Stop worrying about covering the entire cost of the nursing home stay; that’s not where most care takes place. Besides, baby boomers are going to completely change the way care is delivered. Nursing homes will become the realm of the uninsured and others who have no means to pay for their own care. Plan to cover most of the cost – not all of it.

3. Re-think how to design an appropriate, affordable policy to address the client’s LTC needs.

In 2014, the agent has to be a detective. You have to know: What are the average costs in the client’s area? What will the client have for income in retirement? What will the non-LTC-related retirement expenses be? How much could the client afford to chip in for care?

Once you know this information, you can craft a policy that will fill in most of the gaps. A policy that pays benefits of $2,000 a month can cover most home care, the lion’s share of the cost in an assisted living facility, and at least part of the cost of a stay in a nursing home. For those currently receiving care who have no insurance, getting an extra $2,000 a month would be a windfall.
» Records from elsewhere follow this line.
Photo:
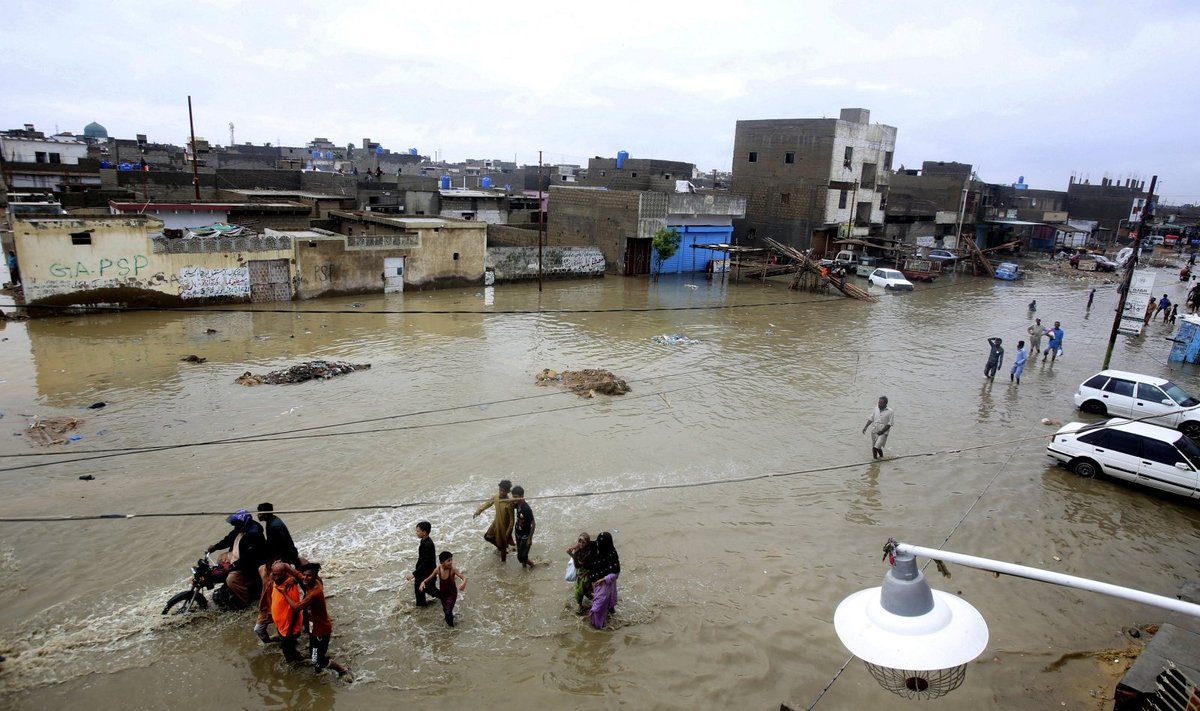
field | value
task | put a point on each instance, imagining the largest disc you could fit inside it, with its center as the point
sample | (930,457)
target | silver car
(1137,452)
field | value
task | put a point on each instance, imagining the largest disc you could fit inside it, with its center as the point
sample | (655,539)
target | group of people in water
(265,568)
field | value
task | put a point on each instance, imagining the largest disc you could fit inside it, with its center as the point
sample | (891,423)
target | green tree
(666,244)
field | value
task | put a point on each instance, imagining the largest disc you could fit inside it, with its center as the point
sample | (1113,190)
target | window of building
(863,215)
(868,180)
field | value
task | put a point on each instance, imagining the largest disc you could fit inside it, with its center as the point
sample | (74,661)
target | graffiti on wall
(103,268)
(582,261)
(197,282)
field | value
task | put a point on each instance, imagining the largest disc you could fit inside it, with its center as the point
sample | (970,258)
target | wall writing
(102,268)
(582,261)
(197,282)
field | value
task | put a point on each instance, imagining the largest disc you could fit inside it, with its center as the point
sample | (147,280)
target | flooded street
(738,487)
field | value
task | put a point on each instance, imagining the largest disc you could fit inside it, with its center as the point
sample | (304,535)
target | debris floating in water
(312,370)
(586,382)
(673,340)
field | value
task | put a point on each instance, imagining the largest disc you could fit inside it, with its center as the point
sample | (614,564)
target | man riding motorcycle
(247,551)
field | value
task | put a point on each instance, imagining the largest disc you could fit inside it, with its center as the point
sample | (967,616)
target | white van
(1117,393)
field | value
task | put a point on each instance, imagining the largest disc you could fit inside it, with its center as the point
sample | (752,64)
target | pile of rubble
(311,370)
(585,383)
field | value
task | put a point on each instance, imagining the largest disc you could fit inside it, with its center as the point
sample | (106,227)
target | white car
(889,279)
(1117,393)
(1137,452)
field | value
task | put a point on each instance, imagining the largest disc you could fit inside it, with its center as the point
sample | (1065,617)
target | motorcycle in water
(207,574)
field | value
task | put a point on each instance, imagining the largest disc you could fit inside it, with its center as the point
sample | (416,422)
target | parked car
(943,256)
(889,279)
(1102,262)
(1008,272)
(1144,396)
(1137,452)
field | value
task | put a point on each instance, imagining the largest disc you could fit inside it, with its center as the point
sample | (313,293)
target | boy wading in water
(525,526)
(445,573)
(426,562)
(322,625)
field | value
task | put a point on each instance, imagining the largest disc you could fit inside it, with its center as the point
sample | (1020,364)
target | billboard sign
(1141,292)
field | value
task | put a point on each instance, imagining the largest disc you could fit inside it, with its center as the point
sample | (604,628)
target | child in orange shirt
(445,573)
(322,625)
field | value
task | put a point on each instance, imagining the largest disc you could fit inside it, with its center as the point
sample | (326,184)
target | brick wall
(603,219)
(636,174)
(521,263)
(507,235)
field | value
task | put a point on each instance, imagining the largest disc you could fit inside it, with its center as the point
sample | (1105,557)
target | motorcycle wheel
(189,599)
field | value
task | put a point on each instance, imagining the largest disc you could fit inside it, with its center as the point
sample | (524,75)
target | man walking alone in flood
(995,357)
(880,422)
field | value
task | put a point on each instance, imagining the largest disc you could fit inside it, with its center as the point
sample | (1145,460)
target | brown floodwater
(727,590)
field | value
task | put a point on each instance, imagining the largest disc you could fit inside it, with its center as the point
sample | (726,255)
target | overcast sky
(1041,90)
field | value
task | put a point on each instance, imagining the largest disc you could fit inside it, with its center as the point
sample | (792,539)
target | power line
(546,497)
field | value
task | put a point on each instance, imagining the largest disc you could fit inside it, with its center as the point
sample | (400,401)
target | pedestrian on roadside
(995,357)
(880,422)
(321,623)
(285,595)
(13,270)
(1018,363)
(445,573)
(280,547)
(1163,304)
(499,533)
(1055,345)
(523,526)
(1036,332)
(426,561)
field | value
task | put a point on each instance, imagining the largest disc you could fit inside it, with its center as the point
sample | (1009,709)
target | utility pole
(196,173)
(541,220)
(1146,214)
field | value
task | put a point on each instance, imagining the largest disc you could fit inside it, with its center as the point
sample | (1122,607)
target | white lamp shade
(951,634)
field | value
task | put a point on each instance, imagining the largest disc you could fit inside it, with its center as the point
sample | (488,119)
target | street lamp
(917,641)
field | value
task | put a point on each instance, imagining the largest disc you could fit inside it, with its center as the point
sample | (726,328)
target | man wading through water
(880,422)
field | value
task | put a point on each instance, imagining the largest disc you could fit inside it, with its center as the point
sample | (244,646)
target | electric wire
(643,488)
(945,541)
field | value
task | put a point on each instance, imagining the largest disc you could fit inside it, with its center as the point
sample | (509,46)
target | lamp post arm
(1041,575)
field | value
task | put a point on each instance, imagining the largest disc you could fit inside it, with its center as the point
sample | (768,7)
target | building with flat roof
(811,181)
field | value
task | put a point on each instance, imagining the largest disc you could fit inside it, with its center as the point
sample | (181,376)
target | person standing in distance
(880,422)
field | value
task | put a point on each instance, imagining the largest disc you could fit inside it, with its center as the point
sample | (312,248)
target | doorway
(270,280)
(393,275)
(637,256)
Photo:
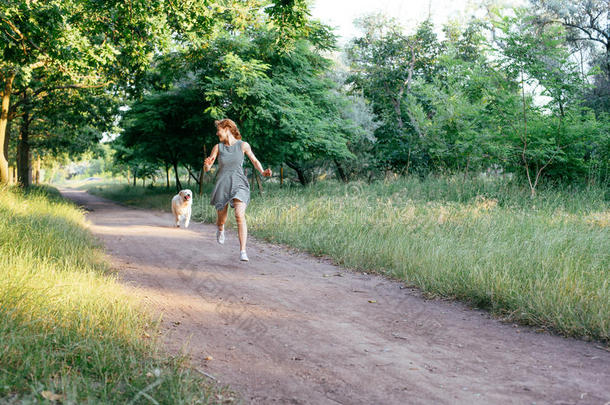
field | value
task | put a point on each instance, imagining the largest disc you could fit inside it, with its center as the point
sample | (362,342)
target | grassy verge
(68,331)
(543,262)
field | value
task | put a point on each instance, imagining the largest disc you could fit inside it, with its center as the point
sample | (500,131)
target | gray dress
(231,182)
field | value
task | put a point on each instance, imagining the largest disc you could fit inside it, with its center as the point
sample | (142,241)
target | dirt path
(289,328)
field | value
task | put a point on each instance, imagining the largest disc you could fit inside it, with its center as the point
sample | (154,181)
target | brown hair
(227,123)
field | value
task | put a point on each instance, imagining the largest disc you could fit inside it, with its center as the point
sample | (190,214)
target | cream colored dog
(181,207)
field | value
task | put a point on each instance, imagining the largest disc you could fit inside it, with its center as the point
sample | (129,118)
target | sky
(340,14)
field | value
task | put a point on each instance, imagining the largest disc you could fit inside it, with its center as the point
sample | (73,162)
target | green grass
(67,327)
(542,261)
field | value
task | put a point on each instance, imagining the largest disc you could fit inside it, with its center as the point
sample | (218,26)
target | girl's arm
(257,165)
(209,161)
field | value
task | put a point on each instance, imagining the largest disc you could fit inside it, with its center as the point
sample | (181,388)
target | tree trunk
(6,97)
(23,150)
(178,184)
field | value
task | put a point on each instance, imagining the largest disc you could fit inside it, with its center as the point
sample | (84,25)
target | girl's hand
(207,164)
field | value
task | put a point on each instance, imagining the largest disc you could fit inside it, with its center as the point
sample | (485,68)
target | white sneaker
(220,236)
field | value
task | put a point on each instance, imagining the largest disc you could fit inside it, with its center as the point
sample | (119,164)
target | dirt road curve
(287,328)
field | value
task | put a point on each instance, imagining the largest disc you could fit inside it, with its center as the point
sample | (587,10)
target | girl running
(232,186)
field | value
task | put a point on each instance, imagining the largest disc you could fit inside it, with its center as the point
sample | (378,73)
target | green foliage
(66,325)
(483,240)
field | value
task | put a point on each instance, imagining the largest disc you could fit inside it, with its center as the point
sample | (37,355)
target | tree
(587,31)
(281,101)
(50,46)
(546,135)
(162,128)
(386,62)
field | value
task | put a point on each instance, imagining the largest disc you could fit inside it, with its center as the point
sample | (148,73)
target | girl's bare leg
(222,217)
(240,219)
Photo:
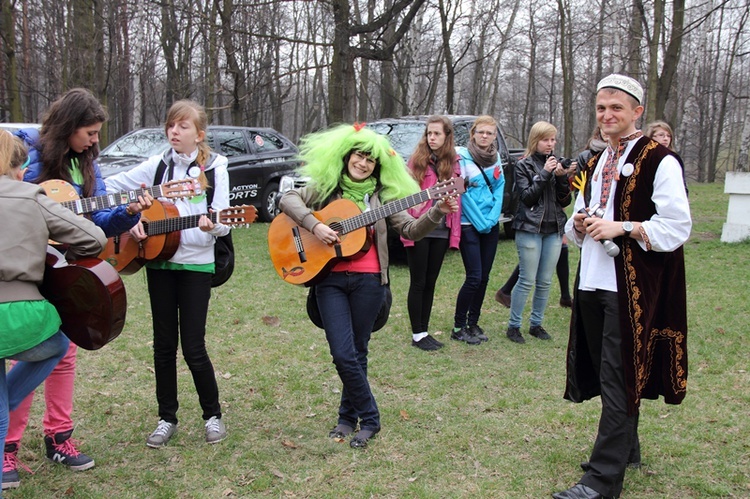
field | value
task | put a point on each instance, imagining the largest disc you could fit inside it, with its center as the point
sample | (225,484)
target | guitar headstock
(452,187)
(235,216)
(178,188)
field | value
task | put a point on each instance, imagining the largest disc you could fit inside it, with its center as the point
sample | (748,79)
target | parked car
(258,158)
(404,134)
4. Be willing to think outside the dots.

All agents in the LTCI business are experiencing their share of declines. What do you do for those clients? Don’t give up. In fact, if their health is already compromised, those clients need coverage even more than the healthiest clients. Short-term care policies can offer clients at least one year of coverage. Critical illness and home care-only policies can be easier to qualify for and much more affordable than true stand-alone LTCI. There is even a guaranteed issue home care program available.

5. Remember that some coverage is better than no coverage.

For those clients who say, “One year of coverage isn’t enough,” remember: 49 percent of all claims last one year or less. So yes, just one year of coverage can make all the difference to your client and your client’s family.

So, don’t give up on tackling the long-term care planning problem just yet. Rethink the equation.